Он поклонился и ушел в одну дверь, а Фаншета вошла в другую.
Хозяйка гостиницы была бледна и, видимо, сильно взволнована. Она неподвижно остановилась посреди комнаты, выжидая, пока уйдет мажордом; как только за ним опустилась тяжелая портьера, она мигом очутилась на коленях перед графиней, осыпая ее поцелуями и заливаясь слезами.
— Фаншета, моя добрая Фаншета! — вскричала Жанна, подняв ее, сжимая в объятиях и плача вместе с ней.
Несколько минут они не могли выговорить ни слова. Но Фаншета была простая женщина, не привыкшая долго давать волю чувству; кроме того, лета и полная борьбы жизнь закалили ее против страдания.
— Как я рада, что снова вижу вас! — воскликнула она еще дрожавшим голосом.
— А я как рада, моя милая Фаншета! Так ты все еще любишь меня?
— Больше, чем когда-нибудь, графиня, потому что вы страдаете!
— Так ты знаешь?..
— Все знаю, дорогая госпожа.
— Зови меня другом, Фаншета; сделайся для меня опять, тем же, чем была тогда, когда я веселым ребенком бегала под [ твоим надзором по лесам Фаржи.
— Графиня!..
— Пожалуйста! Ах, я была тогда счастлива! Все мне улыбалось; я играла и пела и не знала страданья даже по названию. Теперь все изменилось; навсегда миновало счастливое время.
— Не теряйте надежды, графиня.
— Не терять надежды! И ты мне тоже повторяешь это банальное слово, которому нет отголоска в моем сердце. Надежда не существует для несчастных, а если и существует, так только в могиле.

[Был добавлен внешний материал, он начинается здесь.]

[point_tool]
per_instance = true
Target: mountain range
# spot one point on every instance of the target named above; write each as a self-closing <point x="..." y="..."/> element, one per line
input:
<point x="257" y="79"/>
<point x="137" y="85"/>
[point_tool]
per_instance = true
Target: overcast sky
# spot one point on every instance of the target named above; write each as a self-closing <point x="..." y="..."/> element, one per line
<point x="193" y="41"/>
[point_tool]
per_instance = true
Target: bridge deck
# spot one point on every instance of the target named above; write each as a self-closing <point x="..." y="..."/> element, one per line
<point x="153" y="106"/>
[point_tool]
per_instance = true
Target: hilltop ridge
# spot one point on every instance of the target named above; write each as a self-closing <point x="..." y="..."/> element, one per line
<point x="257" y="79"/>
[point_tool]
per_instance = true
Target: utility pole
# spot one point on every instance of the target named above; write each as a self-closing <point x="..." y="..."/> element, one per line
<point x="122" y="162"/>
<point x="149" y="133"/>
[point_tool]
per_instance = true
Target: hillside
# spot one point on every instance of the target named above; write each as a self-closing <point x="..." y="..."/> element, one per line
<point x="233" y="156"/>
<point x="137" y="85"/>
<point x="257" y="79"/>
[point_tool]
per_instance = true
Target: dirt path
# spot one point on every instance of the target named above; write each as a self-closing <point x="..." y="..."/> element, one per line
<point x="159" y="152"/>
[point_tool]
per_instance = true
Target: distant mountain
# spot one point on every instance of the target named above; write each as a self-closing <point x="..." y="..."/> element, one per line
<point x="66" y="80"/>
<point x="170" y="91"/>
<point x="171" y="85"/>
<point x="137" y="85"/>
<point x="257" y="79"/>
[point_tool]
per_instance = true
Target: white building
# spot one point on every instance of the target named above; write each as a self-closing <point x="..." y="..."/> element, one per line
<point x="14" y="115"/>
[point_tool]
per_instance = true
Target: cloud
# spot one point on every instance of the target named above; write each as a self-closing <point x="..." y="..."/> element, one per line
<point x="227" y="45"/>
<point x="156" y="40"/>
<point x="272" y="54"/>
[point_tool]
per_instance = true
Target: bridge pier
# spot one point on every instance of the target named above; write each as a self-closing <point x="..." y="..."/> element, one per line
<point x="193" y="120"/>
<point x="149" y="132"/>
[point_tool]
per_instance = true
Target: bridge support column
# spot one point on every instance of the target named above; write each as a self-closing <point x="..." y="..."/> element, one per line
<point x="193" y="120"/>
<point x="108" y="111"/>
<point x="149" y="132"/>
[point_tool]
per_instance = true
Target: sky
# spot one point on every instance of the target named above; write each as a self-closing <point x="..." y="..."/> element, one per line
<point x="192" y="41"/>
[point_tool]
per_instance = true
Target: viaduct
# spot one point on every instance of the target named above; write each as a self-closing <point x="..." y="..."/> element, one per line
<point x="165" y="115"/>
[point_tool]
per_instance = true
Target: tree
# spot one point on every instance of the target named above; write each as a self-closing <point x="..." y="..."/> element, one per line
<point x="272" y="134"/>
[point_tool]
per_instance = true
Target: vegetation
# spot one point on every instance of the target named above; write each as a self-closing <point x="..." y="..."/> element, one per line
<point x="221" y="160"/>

— О, графиня, зачем такие мрачные мысли! Зачем так поддаваться горю?
— Нет, Фаншета, я только хочу убить его в себе. Ты мне напомнила собой слишком скоро пролетевшее время; но оставим эти воспоминания! В продолжение нескольких дней я многое обдумала, спросила свою совесть, ища, не виновата ли я сама отчасти в своем горе, и вижу, что нет! Я совершенно чиста перед мужем, вся моя вина в том, что я слишком его любила, слишком неосторожно поступала, сделав его источником всех моих радостей, всего моего счастья. Но я женщина, Фаншета, я из рода богатырей; горе может согнуть меня на время, но потом я опять поднимусь. Фаншета, я люблю своего мужа и хочу отомстить за себя.